746回目 異世界勇者の解呪魔法(ディスペルマジック) 531:暗渠に慟哭ありて
真っ暗で先が見えない中を進むと知らない間に洞窟に入っていた。
松明で道を照らしながら進んでいくと、背後には光が届かなくなっていることがわかった。

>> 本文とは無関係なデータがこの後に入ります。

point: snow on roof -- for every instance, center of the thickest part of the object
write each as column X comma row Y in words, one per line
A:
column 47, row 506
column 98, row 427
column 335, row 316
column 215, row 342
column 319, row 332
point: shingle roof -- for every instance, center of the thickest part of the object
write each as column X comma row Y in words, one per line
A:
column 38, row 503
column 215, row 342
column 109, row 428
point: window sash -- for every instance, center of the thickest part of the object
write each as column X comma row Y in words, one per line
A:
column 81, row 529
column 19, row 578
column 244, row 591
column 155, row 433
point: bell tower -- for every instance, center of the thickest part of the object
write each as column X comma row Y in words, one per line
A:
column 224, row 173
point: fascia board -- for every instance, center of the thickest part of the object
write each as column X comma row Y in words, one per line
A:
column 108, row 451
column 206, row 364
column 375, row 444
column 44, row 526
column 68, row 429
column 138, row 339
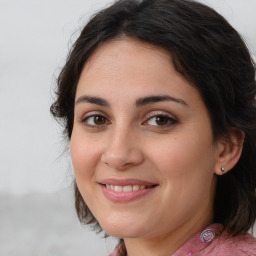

さらに進んでいくと平らな岩壁に何か書いてあるのに気付いた。
見たことのない言語だ。
その下に壁に縋り付くのようないくつもの白骨死体があった。
「八武衆にしか読めない言葉だ」
ミサゴがそう言うと、ガルギムさんは無言で歩み出て文字を読む。
「『心弱き者は彷徨い朽ち果てるだろう』と書いてある」
「わかるか?」
ベイルは首を捻ると僕に尋ねる。
「さっぱり」
見たところこの先は普通に灯りが届く迷宮らしい。
僕らはとりあえず普通に進む事にした。
曲がり角に数字を書き頭の中に地図を作りながら進んでいくと、一周して元の場所に戻ってしまった。
「おいおいマジかよ」
ベイルが声を出した。
出口がなくなり壁になっていたのだ。
「なるほど、心が弱ければ動揺して死ぬだろうな」
ミサゴはベイルを鼻で笑いながら言う。
「んだとぉ?」
「誰もお前のこととは言ってない、はしゃぐな」
ミサゴは明らかにベイルを挑発するように冷たい目をしながら言った。
殴りかかろうとしたベイルを取り押さえながら、僕は壁の文字を読み直す。
「壁になにか仕掛けがあるわけでも無い……、うーん心弱き者か」
僕は壁に縋り付く骸骨の眼窩を見た。
絶望の色、恐怖の闇。
「灯を消して進もう」
「そんな事してなんになるんだ?」
馬鹿を見るような目をしてミサゴは僕に言った。
「何も見えなくて危ないんじゃないか?」
ベイルも僕に気遣いながら言った。
「一度見た道だし、試してみたいんだ」
そういう僕の目をガルギムさんはじっと見た後、松明の火を消した。
「おい、勝手に消すな」
ミサゴがなんだか少し慌てた様子で言う。
「僕のところに一度集まってもらって良い?肩に手を置いて一列になって進もう」
「わかった」
そう言ってベイルが僕の方に手を置き、その次にガルギムさん、ミサゴも不満げに続く。
それを確認した後僕の松明も消し、僕らはまっすぐに歩き始めた。
そろそろ壁に当たる頃だ。
「僕の予想が確かなら…」
呟きながら僕はノーガードで壁にぶつかる…つもりだったけど、どうやら目論見通り通り抜けたみたいだ。
一安心した途端左肩に激痛が走った。
左肩を触ると肩から先が無くなっていた。
「え?」
理解した瞬間血が吹き出し焼け付くような痛みが襲ってきた。
「……ッ!!」
みんなを驚かせないように歯を食いしばり声を押し殺し、頭の中で絶叫した。